Friday, September 19, 2008

Devil's In The Details

And the details of Uberbailout are coming at some...point...in the future. Kinda. Maybe. We'll see.
Here's what we know so far:

The plan: The federal government would buy up "hundreds of billions of dollars" of illiquid mortgage assets at a deep discount from banks. The Treasury Department is likely to run the program directly, unlike the savings and loan crisis of the 1990s that led to the creation of the Resolution Trust Company.

"The federal government must implement a program to remove these illiquid assets that are weighing down our financial institutions and threatening our economy," said Paulson.

What remains to be seen is how the Treasury Department will structure the purchases and what price they'll pay.

The cost: While the proposal calls for the purchase of "hundreds of billions of dollars" of bad loans, it's unknown what taxpayers will ultimately pay for the bailout.

The government will likely buy the assets at below-market rates and hold onto them until the market recovers. Ideally, the loans could then be sold at a gain.

"The government could make a profit, a substantial profit," said Jaret Seiberg, a financial services analyst at the Stanford Group, a policy research firm. "The pricing mechanism is going to be central."

Will it work: The jury is still out, although experts are cautiously optimistic the plan will help the housing crisis.
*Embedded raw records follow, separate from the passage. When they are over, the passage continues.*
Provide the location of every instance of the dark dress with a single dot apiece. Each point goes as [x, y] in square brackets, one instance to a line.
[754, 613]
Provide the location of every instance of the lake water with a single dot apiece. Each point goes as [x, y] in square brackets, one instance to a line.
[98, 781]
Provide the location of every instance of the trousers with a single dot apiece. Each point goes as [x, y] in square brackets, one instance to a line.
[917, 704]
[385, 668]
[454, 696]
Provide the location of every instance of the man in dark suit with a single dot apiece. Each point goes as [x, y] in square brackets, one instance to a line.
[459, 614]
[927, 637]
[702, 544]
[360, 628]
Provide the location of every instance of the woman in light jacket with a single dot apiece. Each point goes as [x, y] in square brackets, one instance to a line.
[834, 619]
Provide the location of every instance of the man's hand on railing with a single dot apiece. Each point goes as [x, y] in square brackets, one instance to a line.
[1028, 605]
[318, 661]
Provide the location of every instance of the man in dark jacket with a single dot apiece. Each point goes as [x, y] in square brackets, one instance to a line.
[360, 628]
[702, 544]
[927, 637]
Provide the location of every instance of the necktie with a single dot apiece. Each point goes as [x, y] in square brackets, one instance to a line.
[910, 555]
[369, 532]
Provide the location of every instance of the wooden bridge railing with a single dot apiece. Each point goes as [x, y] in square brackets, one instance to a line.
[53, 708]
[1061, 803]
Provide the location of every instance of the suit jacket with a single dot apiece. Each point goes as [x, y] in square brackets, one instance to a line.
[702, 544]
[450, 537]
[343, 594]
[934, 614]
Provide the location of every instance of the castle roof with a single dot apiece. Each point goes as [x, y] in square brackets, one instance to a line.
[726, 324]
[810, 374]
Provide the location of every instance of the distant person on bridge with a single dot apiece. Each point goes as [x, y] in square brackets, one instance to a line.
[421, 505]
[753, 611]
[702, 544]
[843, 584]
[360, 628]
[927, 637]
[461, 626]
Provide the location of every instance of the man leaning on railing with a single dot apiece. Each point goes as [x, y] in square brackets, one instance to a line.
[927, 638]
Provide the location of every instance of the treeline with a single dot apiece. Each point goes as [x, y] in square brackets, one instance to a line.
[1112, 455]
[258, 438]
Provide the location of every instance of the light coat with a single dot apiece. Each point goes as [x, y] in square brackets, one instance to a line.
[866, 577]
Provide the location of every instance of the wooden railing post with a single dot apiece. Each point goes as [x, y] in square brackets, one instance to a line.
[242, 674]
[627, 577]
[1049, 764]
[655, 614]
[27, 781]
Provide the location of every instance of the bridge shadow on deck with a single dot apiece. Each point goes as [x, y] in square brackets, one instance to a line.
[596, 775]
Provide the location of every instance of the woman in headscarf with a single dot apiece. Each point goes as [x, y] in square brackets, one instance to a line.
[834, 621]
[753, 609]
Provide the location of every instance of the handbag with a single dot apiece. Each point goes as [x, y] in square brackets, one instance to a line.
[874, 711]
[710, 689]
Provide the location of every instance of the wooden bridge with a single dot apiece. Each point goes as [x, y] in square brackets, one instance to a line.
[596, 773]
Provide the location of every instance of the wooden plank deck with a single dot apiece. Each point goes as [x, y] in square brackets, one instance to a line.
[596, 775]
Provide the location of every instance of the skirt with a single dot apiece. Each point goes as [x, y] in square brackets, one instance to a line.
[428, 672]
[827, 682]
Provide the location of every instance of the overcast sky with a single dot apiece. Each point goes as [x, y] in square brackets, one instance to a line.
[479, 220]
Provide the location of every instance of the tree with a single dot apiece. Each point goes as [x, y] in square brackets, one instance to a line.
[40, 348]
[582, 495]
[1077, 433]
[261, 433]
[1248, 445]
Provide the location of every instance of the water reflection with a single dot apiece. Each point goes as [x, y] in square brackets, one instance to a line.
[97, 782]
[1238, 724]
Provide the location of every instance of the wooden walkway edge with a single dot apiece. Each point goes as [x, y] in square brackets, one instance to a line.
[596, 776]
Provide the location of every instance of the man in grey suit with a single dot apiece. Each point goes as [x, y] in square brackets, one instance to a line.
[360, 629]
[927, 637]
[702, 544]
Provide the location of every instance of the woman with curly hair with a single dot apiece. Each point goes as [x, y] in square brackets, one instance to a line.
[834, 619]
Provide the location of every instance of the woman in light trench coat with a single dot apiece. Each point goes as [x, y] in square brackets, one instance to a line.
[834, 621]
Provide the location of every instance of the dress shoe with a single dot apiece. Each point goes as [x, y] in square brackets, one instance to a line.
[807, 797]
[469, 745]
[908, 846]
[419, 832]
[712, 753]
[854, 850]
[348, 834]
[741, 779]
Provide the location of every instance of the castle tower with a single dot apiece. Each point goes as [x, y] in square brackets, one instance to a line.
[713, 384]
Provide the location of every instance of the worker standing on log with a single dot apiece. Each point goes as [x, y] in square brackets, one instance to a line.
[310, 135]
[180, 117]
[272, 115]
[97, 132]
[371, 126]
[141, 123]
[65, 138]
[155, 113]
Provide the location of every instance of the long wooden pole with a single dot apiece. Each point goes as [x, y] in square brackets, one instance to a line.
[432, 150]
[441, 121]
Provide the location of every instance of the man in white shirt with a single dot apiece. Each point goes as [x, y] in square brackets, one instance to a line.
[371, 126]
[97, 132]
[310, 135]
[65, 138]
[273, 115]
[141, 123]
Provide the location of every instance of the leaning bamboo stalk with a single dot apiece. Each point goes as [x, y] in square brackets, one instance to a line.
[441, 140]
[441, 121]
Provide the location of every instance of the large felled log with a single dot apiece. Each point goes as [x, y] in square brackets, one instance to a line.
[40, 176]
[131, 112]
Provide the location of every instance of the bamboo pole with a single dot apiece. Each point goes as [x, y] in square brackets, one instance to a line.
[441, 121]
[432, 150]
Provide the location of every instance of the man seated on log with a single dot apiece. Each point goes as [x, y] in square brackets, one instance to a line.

The plan will help banks shore up their balance sheets by removing hard-to-value assets. This would address the seemingly endless rounds of writedowns and capital raising that have been rocking the financial sector.

Without these bad loans weighing on their books, banks may be more willing to lend. Or at least that's the goal.

The problem is that the bailout will not automatically make banks profitable, nor will it stop the slide in home values that is wreaking havoc on the economy.

Will it help homeowners: It's unclear at this point. If the government buys an entire securitized loan, it could opt to help struggling homeowners by modifying the terms. This could include reducing a loan's interest rate or principal balance.

But it could prove difficult to snap up all the securities sold on a mortgage, experts said. And as long as investors still hold a piece, they could block any changes to the loan.

If the plan doesn't stem the tide of foreclosures, home prices will not stabilize and the economy will not recover, experts said.

The more I hear about this plan, the less I like it. It seems like nothing more than the mother of all corporate welfare programs and sets a horrendous precedent. Surely the airlines and auto industry will want a piece of this action too.

Taxpaying homeowners won't see a dime. Worse yet, the millions of Americans who don't have a mortgage and rent aren't going to see a dime either, but will be expected to pay their taxes towards this.

And even better, Republicans are going to say that helping out ordinary Americans will be too expensive and not fiscally responsible. It's 54 days before a Presidential election. There's no way this is going to get passed without a disatrous amount of pork, riders, and perks for fat cats. Both sides will threaten to block the bill.

You thought this week was bad? Try next.